# 2-SAT problem

Get this book -> Problems on Array: For Interviews and Competitive Programming

**Boolean satisfiability** is a **NP-complete problem** but, a special case of it can be solved in **polynomial time**. This special case is called cas **2-SAT or 2-Satisfiability**.

We have explained the basic ideas to understand this problem with depth along with solution.

# Boolean Satisfiability

## Boolean formulas

Boolean formulas are ones where the variables can take values 0 (false) or 1 (true).

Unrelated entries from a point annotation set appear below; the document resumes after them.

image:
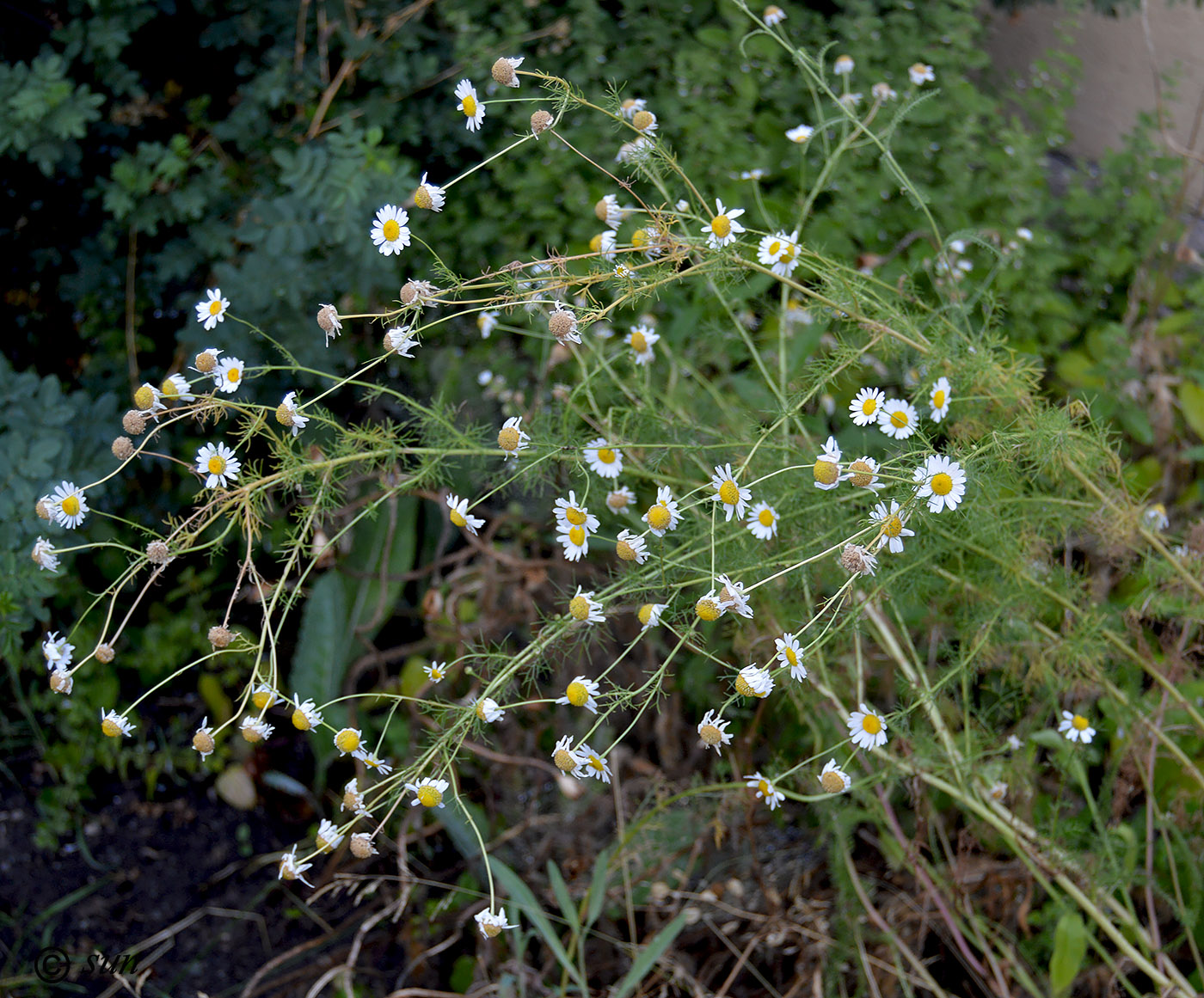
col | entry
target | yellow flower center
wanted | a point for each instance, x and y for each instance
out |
(508, 438)
(707, 608)
(347, 740)
(580, 608)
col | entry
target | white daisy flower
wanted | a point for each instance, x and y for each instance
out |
(897, 419)
(754, 682)
(218, 465)
(390, 231)
(1077, 727)
(641, 340)
(593, 765)
(213, 309)
(732, 496)
(44, 554)
(833, 779)
(713, 732)
(765, 790)
(790, 654)
(722, 228)
(762, 522)
(584, 608)
(473, 110)
(942, 483)
(580, 692)
(458, 513)
(427, 793)
(228, 375)
(604, 459)
(826, 469)
(68, 505)
(662, 516)
(938, 400)
(867, 728)
(649, 614)
(890, 523)
(866, 406)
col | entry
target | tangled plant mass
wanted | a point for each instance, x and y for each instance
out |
(762, 541)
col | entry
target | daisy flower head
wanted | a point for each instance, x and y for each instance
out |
(390, 231)
(488, 710)
(427, 793)
(619, 499)
(754, 682)
(429, 196)
(762, 522)
(631, 547)
(489, 923)
(662, 516)
(897, 419)
(604, 459)
(765, 790)
(722, 228)
(580, 694)
(732, 496)
(288, 414)
(942, 483)
(1077, 727)
(584, 608)
(866, 406)
(713, 732)
(114, 725)
(891, 526)
(217, 463)
(291, 869)
(641, 340)
(212, 311)
(512, 438)
(472, 108)
(44, 555)
(592, 765)
(833, 779)
(826, 469)
(649, 614)
(790, 654)
(867, 728)
(228, 375)
(458, 513)
(938, 400)
(68, 505)
(920, 74)
(562, 324)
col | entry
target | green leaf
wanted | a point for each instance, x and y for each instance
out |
(1069, 949)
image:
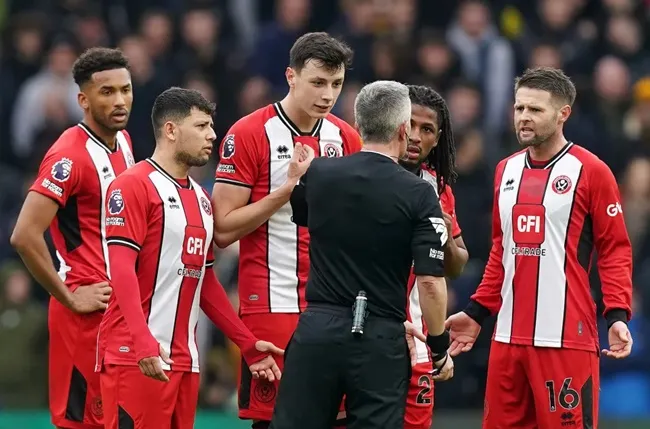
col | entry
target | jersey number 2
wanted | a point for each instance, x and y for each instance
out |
(568, 398)
(423, 395)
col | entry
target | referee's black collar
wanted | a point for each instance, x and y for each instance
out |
(388, 157)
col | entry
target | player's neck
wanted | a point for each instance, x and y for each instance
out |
(548, 149)
(167, 162)
(300, 119)
(390, 150)
(108, 137)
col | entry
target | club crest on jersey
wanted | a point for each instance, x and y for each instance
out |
(228, 147)
(205, 205)
(332, 151)
(115, 202)
(561, 184)
(61, 170)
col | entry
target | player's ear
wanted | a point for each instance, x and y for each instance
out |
(82, 99)
(565, 112)
(169, 130)
(290, 74)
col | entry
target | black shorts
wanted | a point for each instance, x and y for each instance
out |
(324, 363)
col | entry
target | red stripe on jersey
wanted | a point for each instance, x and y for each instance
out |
(578, 247)
(528, 223)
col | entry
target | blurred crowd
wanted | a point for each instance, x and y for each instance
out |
(235, 52)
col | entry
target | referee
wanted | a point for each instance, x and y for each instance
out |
(369, 220)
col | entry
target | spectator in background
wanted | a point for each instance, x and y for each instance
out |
(486, 59)
(54, 80)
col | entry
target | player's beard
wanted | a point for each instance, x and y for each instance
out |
(106, 122)
(183, 157)
(540, 137)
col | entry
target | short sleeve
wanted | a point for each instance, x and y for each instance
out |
(298, 201)
(448, 203)
(126, 212)
(209, 260)
(239, 158)
(351, 139)
(59, 176)
(429, 234)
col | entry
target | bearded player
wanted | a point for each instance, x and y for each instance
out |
(159, 235)
(251, 199)
(431, 154)
(554, 204)
(68, 196)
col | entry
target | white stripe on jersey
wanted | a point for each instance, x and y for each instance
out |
(416, 318)
(551, 292)
(208, 224)
(513, 169)
(282, 233)
(125, 149)
(164, 301)
(415, 310)
(105, 175)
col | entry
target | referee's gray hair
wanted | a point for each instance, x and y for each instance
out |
(379, 110)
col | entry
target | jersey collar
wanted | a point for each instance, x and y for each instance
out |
(551, 162)
(293, 127)
(96, 139)
(168, 176)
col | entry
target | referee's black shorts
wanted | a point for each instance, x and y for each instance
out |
(324, 362)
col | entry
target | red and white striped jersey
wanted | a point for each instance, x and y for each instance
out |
(274, 259)
(76, 172)
(547, 219)
(413, 309)
(169, 223)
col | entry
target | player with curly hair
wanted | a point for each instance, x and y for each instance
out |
(68, 196)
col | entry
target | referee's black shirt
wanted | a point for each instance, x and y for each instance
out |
(369, 220)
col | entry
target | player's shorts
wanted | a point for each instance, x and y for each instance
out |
(419, 402)
(257, 397)
(133, 400)
(541, 387)
(75, 399)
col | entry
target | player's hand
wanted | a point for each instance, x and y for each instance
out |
(620, 341)
(151, 366)
(91, 298)
(267, 368)
(463, 331)
(301, 159)
(449, 224)
(444, 370)
(411, 334)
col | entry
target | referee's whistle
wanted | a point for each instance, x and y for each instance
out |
(359, 313)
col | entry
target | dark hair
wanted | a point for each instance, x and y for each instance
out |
(96, 60)
(551, 80)
(443, 157)
(331, 52)
(176, 104)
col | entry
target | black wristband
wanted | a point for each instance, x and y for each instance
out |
(615, 315)
(438, 344)
(477, 312)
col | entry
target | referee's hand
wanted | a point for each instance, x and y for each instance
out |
(151, 366)
(411, 333)
(267, 368)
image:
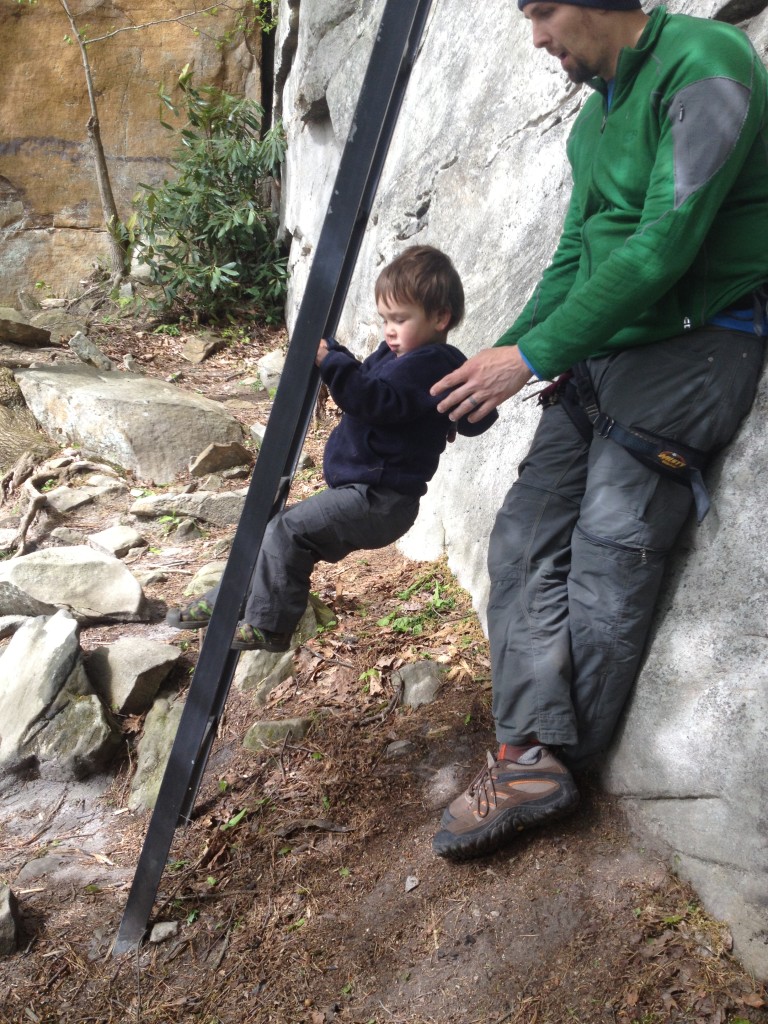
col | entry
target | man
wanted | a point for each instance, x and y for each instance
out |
(653, 300)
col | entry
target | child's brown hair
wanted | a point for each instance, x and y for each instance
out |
(424, 275)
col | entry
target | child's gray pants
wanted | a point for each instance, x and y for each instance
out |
(578, 550)
(326, 526)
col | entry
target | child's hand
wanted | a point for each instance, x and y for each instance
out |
(322, 352)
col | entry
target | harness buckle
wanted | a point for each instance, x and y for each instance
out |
(603, 424)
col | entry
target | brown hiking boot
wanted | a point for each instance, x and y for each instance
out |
(249, 637)
(504, 799)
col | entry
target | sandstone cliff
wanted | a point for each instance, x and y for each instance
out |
(51, 227)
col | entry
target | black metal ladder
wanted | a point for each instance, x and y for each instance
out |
(361, 162)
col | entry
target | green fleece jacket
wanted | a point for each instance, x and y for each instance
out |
(668, 221)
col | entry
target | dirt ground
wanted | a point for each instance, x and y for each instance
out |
(305, 890)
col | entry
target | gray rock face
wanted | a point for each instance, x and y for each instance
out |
(49, 715)
(17, 329)
(90, 585)
(160, 730)
(477, 167)
(222, 509)
(143, 425)
(128, 674)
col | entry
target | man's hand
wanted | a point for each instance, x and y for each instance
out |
(481, 383)
(322, 352)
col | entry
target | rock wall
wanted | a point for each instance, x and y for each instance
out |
(477, 166)
(51, 227)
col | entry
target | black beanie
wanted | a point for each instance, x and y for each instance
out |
(600, 4)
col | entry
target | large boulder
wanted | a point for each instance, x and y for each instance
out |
(49, 716)
(141, 424)
(92, 586)
(477, 166)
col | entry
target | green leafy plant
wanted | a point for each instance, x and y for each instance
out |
(209, 237)
(414, 622)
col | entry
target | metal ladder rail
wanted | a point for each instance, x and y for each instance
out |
(359, 169)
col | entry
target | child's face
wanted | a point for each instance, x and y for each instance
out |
(408, 327)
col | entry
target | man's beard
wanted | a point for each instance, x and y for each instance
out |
(580, 73)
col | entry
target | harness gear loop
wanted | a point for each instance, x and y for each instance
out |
(670, 458)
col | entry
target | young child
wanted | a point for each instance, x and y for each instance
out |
(377, 461)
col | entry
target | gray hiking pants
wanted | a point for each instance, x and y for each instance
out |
(326, 526)
(578, 550)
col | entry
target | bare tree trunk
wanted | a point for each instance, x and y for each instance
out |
(118, 250)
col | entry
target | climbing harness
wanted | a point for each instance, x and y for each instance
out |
(576, 392)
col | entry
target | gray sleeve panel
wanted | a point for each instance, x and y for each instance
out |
(707, 120)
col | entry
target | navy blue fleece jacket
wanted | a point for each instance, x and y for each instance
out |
(390, 434)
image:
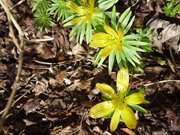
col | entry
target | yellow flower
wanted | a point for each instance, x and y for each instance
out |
(117, 44)
(120, 103)
(108, 41)
(86, 16)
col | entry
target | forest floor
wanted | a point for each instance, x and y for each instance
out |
(57, 83)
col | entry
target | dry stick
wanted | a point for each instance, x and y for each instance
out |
(20, 47)
(160, 82)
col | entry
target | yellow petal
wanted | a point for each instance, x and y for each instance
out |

Some operators in Boolean formulas:

Name | Operator |
---|---|

not | $ \neg a $ |

and | $ a \wedge b $ |

or | $ a \vee b $ |

implies | $ a \implies b $ |

equivalent | $ a \iff b $ |

Note: $ and $ is also called as conjunction and $ or $ is also called as disjunction.

The resultant truth value of the operators depends on the truth values of the variables. Example: `not`

of a variable is true if the value of the variable is false.

## Important properties

Both conjunction and disjunction operators are commutative and associative.

### Property 1:

$ (a \implies b) \iff (\neg a \vee b) $

The LHS and RHS are equivalent and can be replaced with one another in a larger formula.

### Property 2:

If, $ (a \implies b) \wedge (b \implies a) $ then,

$ (a \iff b) $.

If $ a $ implies $ b $ and $ b $ implies $ a $ are both true then $ a $ and $ b $ are equivalent.

### Property 3:

If, $ (a \implies b) \wedge (b \implies c) $ then,

$ (a \implies c) $.

## Conjunctive Normal Form (CNF)

Any boolean formula can be represented in a standard form called as conjunctive normal form.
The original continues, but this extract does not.